Résumé
Le taux de remplissage des stocks de gaz en Europe est inférieur à celui des années précédentes, avec un taux prévu de seulement 69 % à 84 % début novembre. Les acheteurs asiatiques offrant des prix plus élevés, les cargaisons de GNL américaines se détournent. Pour reconstituer un coussin de sécurité avant l'hiver, l'Europe ne peut qu'augmenter ses offres pour s'arracher des volumes limités.
Nous sommes déjà à la mi-août, et le marché européen du gaz s'inquiète encore pour ses stocks hivernaux. Euronews, citant les calculs de la société de renseignement sur les marchés de l'énergie Montel, indique qu'au 1er novembre, le taux de remplissage des stocks de gaz en Europe pourrait n'être que de 69 % à 84 %, rendant pratiquement impossible l'objectif initial de 90 % fixé par l'UE. Même en tenant compte des exigences déjà assouplies, le rythme actuel de reconstitution apparaît insuffisant.
Il ne s'agit pas d'un simple problème de tableau de bord des stocks. Moins les réserves sont importantes, plus la marge de manœuvre face à une vague de froid ou une rupture d'approvisionnement est mince, et les négociants anticipent également les prix hivernaux plus tôt. La récente pression à la hausse sur les prix du gaz en Europe provient en grande partie de cette situation où le temps se fait de plus en plus rare, sans augmentation simultanée des volumes disponibles.
Trois mois pour combler un déficit de 72 cargaisons
Les statistiques de Montel montrent que d'avril à juillet de cette année, les injections nettes de gaz en Europe ont été inférieures de 11 % à la moyenne quinquennale et de 18 % par rapport à l'année dernière. La situation est particulièrement tendue en Allemagne, où le taux de remplissage n'était que de 46 % fin juillet.
De mai à juillet, l'Europe a reçu en moyenne environ 105 cargaisons de GNL par mois. Pour rapprocher les stocks de 80 % début novembre, il faudrait normalement environ 130 cargaisons par mois. Étant donné que le retard accumulé atteint déjà environ 72 cargaisons, il faudrait attirer en moyenne plus de 140 méthaniers par mois en août, septembre et octobre. Cet objectif sera difficile à atteindre sans une hausse significative des prix européens ou sans une reprise des flux de GNL dans le détroit d'Ormuz.
La logique de prix la plus directe est simple : pour ramener les cargaisons depuis d'autres marchés, l'Europe doit offrir des prix plus élevés. Plus la date limite de reconstitution approche, moins les acheteurs ont de marge pour attendre des prix bas, et plus la prime d'approvisionnement hivernal incluse dans les contrats à terme est difficile à faire disparaître.

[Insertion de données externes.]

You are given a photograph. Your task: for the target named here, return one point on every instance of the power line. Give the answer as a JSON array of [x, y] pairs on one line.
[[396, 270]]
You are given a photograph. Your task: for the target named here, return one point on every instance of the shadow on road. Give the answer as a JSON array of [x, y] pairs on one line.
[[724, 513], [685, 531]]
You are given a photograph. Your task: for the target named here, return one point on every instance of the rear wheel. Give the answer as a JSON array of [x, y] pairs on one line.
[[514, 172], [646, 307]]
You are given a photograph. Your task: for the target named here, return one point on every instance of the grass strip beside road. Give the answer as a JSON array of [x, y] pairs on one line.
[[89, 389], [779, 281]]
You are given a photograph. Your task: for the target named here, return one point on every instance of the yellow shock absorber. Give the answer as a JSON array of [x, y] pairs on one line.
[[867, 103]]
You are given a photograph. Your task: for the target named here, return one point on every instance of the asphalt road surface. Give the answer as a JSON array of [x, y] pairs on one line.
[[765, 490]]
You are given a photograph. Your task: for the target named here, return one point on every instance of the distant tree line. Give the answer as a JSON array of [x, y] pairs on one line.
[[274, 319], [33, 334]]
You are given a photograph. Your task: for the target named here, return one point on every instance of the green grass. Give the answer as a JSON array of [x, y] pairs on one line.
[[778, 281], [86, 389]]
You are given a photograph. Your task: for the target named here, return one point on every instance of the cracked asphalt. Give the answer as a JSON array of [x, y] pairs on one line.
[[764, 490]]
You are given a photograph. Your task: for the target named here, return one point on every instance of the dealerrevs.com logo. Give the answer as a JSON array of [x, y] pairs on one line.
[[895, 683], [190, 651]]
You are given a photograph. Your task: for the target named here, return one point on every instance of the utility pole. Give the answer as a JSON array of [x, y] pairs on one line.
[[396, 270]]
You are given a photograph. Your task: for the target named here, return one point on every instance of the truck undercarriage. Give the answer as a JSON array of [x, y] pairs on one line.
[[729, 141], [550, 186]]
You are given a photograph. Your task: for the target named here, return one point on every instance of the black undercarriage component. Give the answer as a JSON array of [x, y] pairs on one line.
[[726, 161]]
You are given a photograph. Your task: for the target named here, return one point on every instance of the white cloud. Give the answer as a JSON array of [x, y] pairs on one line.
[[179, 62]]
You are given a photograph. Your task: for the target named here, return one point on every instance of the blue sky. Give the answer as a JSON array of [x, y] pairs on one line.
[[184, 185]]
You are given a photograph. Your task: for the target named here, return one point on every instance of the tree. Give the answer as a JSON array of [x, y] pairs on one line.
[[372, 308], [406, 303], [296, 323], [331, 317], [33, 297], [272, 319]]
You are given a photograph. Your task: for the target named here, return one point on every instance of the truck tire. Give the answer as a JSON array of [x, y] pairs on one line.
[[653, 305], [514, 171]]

Le GNL américain se tourne vers l'Asie
L'Europe fait face à un autre problème : les acheteurs asiatiques sont actuellement prêts à payer un prix plus élevé. De mars à juillet, les livraisons de GNL américain vers la Chine, le Japon, la Corée du Sud, Taïwan et l'Inde ont triplé, atteignant des niveaux records. En juillet seulement, ces cinq marchés ont pour la première fois reçu plus de GNL américain que l'Europe.
Pour les vendeurs, les cargaisons vont vers les destinations offrant les meilleurs rendements. Depuis avril, pendant de nombreuses périodes, l'acheminement du GNL américain vers l'Asie du Nord-Est a été plus rentable que vers l'Europe du Nord-Ouest, ce qui a placé l'Europe, dépendante des approvisionnements supplémentaires américains, dans une position plus passive. Si l'Europe relève ses offres, le coût du gaz et de l'électricité augmentera ; si elle ne le fait pas, les stocks risquent de rester à un niveau relativement bas avant l'arrivée de l'hiver.
C'est aussi pourquoi cette information soutient les prix du gaz. L'Europe et l'Asie se disputent le même GNL disponible sur le marché marginal, et cette concurrence tire les prix mondiaux vers le haut. La demande côté exportation américaine restera donc robuste, soutenant indirectement les produits de trading basés sur le gaz naturel américain. Bien sûr, les fluctuations à court terme de NATGASUSDT seront également influencées par la météo, les stocks américains et la production, mais le déficit actuel de reconstitution des stocks en Europe réduit d'un cran le tampon de la chaîne d'approvisionnement mondiale en gaz.
D'ici novembre, ce que le marché doit vraiment absorber n'est pas la possibilité d'un ajustement formel de l'objectif de 90 %, mais plutôt la capacité de l'Europe à porter ses arrivages mensuels d'environ 105 cargaisons à plus de 140 cargaisons pendant trois mois consécutifs. Tant que cet écart persistera, les prix du gaz auront du mal à éliminer complètement le risque d'approvisionnement hivernal.